Carta à tia Jandira

Porto Alegre, 7 de outubro de 2021

Querida tia Jandira,

Queria muito ter te visitado, ter te entrevistado antes da tua partida. Mas por conjunturas da vida, não deu. Doenças na família, correrias do dia a dia, trabalho e, principalmente a impossibilidade de viajar devido à pandemia não permitiram que eu conseguisse acessar a tua brilhante memória.

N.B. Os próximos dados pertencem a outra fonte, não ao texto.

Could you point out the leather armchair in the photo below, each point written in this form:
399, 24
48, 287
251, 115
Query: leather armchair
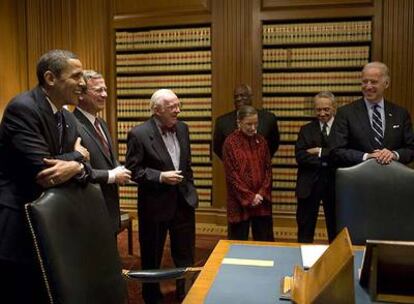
77, 249
375, 201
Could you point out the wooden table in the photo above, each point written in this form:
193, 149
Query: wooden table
198, 291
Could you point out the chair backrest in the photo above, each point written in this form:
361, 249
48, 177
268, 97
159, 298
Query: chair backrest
375, 201
76, 246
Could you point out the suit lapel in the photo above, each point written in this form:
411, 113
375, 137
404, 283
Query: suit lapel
46, 112
361, 113
158, 144
90, 130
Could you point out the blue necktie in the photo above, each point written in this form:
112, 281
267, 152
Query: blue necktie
377, 126
60, 123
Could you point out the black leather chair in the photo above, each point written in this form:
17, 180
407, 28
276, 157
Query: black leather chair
77, 250
375, 201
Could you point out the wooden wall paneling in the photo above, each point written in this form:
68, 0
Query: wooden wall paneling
48, 27
91, 42
398, 50
127, 7
233, 63
13, 72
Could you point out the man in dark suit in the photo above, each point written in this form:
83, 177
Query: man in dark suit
315, 180
227, 123
39, 148
96, 138
372, 127
159, 157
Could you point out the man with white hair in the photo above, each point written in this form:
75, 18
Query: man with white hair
159, 158
372, 127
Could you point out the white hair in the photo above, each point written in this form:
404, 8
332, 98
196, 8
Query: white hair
159, 96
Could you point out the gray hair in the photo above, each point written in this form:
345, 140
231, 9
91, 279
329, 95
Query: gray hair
245, 111
55, 61
91, 74
157, 98
378, 65
326, 94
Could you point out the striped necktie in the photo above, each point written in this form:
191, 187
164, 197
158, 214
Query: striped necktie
377, 126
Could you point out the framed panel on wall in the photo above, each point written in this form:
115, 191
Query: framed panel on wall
177, 58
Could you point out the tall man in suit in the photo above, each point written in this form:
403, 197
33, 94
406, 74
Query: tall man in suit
372, 127
39, 148
315, 180
96, 138
159, 157
227, 123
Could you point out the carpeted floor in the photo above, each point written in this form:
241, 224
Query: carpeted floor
204, 246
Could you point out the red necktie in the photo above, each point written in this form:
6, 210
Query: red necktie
101, 137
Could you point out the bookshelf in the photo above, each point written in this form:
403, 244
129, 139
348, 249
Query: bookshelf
299, 60
178, 58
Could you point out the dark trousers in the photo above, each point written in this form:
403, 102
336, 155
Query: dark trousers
152, 235
307, 210
262, 229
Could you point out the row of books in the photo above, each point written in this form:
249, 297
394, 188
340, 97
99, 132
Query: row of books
202, 128
161, 81
354, 56
166, 58
317, 32
163, 38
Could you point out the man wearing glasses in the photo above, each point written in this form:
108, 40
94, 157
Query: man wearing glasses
95, 136
227, 123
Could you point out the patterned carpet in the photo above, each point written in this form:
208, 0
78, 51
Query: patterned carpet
204, 246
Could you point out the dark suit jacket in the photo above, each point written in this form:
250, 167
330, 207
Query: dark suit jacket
227, 123
354, 135
28, 134
310, 166
101, 163
146, 157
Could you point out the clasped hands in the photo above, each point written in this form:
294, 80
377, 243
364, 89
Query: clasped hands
171, 177
60, 171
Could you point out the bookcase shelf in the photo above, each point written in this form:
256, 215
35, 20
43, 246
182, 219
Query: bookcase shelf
173, 57
299, 60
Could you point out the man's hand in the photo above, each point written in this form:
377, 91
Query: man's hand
258, 199
171, 177
383, 157
59, 171
81, 149
122, 175
314, 150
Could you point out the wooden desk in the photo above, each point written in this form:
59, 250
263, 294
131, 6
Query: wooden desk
199, 290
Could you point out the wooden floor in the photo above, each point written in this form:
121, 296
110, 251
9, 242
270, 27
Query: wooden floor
204, 246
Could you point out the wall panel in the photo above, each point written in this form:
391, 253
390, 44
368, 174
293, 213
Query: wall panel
398, 50
13, 76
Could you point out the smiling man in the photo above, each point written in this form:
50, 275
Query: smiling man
39, 148
159, 158
373, 127
315, 181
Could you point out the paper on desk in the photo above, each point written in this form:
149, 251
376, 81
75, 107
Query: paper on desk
248, 262
311, 253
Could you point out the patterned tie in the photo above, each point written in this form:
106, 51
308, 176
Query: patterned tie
60, 123
324, 135
377, 126
102, 138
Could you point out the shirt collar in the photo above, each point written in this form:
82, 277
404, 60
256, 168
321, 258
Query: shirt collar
88, 115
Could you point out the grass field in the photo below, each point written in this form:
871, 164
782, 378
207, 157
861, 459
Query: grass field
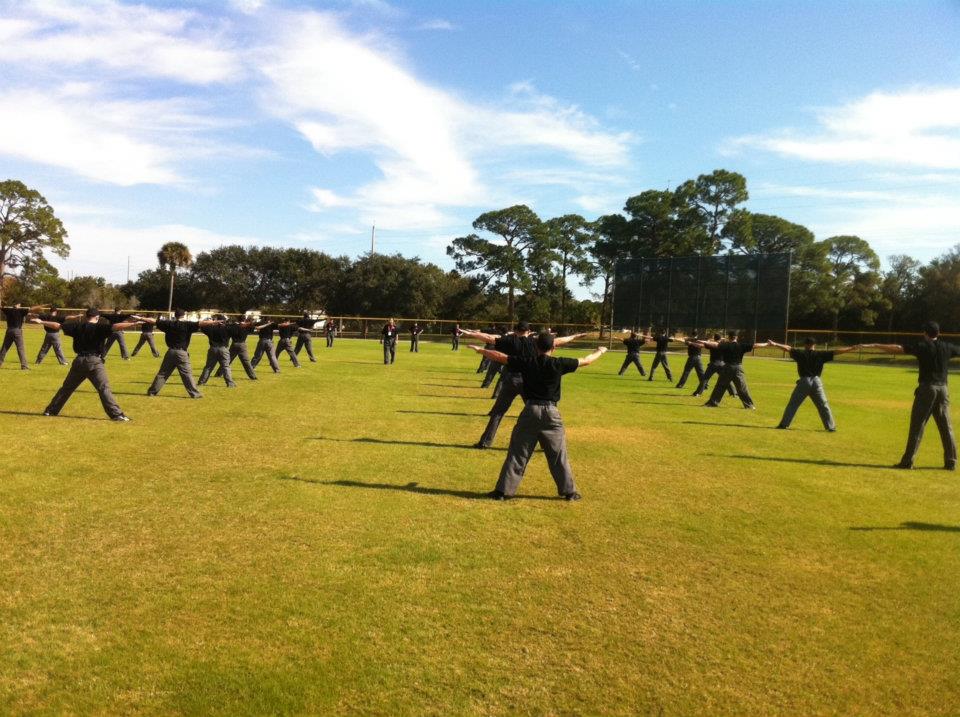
315, 542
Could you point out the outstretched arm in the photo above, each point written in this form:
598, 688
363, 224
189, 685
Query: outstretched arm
587, 360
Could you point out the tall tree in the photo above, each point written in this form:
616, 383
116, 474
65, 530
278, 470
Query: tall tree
28, 226
503, 264
172, 256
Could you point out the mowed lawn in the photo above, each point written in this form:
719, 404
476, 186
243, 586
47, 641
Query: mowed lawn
316, 542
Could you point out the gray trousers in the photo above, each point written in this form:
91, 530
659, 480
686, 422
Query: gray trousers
14, 336
284, 346
85, 368
731, 376
175, 359
51, 340
693, 364
660, 358
239, 350
510, 387
812, 387
537, 424
146, 338
389, 351
930, 400
116, 337
305, 340
632, 359
714, 367
265, 346
217, 355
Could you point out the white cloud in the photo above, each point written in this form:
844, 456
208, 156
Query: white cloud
919, 128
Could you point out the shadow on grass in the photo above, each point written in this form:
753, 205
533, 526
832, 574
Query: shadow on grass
384, 442
809, 461
911, 525
442, 413
40, 414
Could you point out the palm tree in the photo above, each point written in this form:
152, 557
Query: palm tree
174, 255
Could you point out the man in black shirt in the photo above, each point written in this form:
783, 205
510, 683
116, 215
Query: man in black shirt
265, 346
177, 335
415, 332
15, 316
388, 337
809, 367
732, 352
660, 356
694, 350
89, 335
146, 337
305, 336
51, 336
931, 397
539, 421
116, 337
633, 344
219, 352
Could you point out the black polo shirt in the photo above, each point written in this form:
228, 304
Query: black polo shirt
809, 362
218, 335
541, 375
177, 332
15, 316
88, 338
732, 352
933, 355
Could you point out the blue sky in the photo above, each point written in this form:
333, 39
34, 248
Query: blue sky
301, 124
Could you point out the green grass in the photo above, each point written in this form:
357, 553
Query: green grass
312, 543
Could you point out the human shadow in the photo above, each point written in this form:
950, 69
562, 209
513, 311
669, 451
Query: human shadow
384, 442
442, 413
40, 415
423, 490
910, 525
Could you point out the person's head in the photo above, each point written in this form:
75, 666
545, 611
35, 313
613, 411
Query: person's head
544, 342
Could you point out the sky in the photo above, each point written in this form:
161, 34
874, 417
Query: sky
305, 124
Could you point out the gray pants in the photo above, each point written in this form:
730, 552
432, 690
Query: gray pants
51, 340
389, 351
284, 346
175, 359
14, 336
693, 364
731, 376
810, 386
930, 400
541, 424
511, 385
239, 350
146, 338
217, 355
305, 340
86, 368
265, 346
632, 359
116, 337
660, 358
714, 367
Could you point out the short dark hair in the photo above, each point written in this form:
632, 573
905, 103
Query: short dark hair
544, 341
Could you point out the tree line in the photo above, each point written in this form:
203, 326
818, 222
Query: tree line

Tem muitas coisas que a gente só dá valor com o decorrer da vida. E saber aproveitar o que os mais velhos tem a contar sobre o que passaram, o que fizeram para chegar onde seus filhos estão hoje, é algo relevante para entender melhor nossa existência.

Nossa família Marcuzzo tem muita história pra resgatar. Minha intenção era que pudesses ter me contado com detalhes como meus antepassados faziam para vencer as adversidades. Não tive o privilégio de conhecer nenhum dos meus avós, nem por parte de pai, nem de mãe. Coisas de quem teve pais mais maduros…

Mas tia, eu realmente gostaria de saber como foi tua experiência, de ter força, garra e coragem para colocar no mundo 16 filhos:

Levino, Lucila, Lenita, Luís (baita cara, que partiu esse ano), Licelia, Leonides, Jacinta, Paulo Pio, Pedro, Bernardete, Clarinda, João, Júlio, Marta, Fátima e Cláudia (que faleceu quando ela e eu éramos muito pequenas).

Teus filhos geraram 29 netos e 11 bisnetos. Que função quando toda família se reunia, hein? Lembro do campeonato de futebol só entre os guris da família, que o meu filho participou uma vez no campinho do seminário em Vale Vêneto.

Tia, como uma boa matriarca italiana, como foi passar boa parte da vida grávida? E como era a rotina naquele tempo que não existia fralda descartável e tudo que se comia precisava ser plantado com as próprias mãos? Acredito que o tio Lino, um ser humano especial, calmo e amável, ajudava bastante, assim como tuas filhas mais velhas.

Ora, em tempos de internet e de tudo bem mais fácil, isso pode parecer bobagem. Mas te garanto que pra mim não é. Honro a trajetória do pai, que saiu do seminário e veio para Porto Alegre com a roupa do corpo. Tenho certeza que terias muitas informações sobre o que significou para a família essa decisão difícil tomada por ele naquele tempo. Pois se não fosse ela, eu não estaria aqui escrevendo isso pra ti.

Tia, quero te dizer que embora tenhamos nos encontrado poucas vezes nos últimos tempos, guardo com muito carinho as lembranças os momentos festivos em família em Vale Vêneto. Sei que preciso compreender mais o significado de coisas do jeito “marcuzzo de ser” e que talvez tu pudesses me ajudar a decifrar.

Como a única jornalista “ainda” na família, que alguns chamam de “Clementina” (o que me orgulha em fazerem alusão ao querido tio padre), confesso: sinto-me incomodada em não conseguir conviver mais com quem cunhou nossa trajetória. Precisamos estar abertos para aprender com os erros e acertos do passado, com os pés no presente, mas vislumbrando o que é melhor para todos a longo prazo.

Lamento muito tia, não ter conseguido te encontrar… espero conseguir voltar à colônia para conversar com outras pessoas que possam me ajudar a montar o meu quebra-cabeças de resgate de tantas histórias.

Um grande abraço,

Sílvia

 

 

Observação:  Jandira Marcuzzo Pivetta  era a última dos 10 filhos de Luiz Marcuzzo e Amábile Bortoluzzi Marcuzzo, irmã mais nova do meu pai, Santo Marcuzzo. Tinha 92 anos, nasceu em 30 de agosto de 1929 e faleceu em 7 de outubro de 2021. Faleceu de pneumonia, fibrilação atrial, linfagite e septicemia.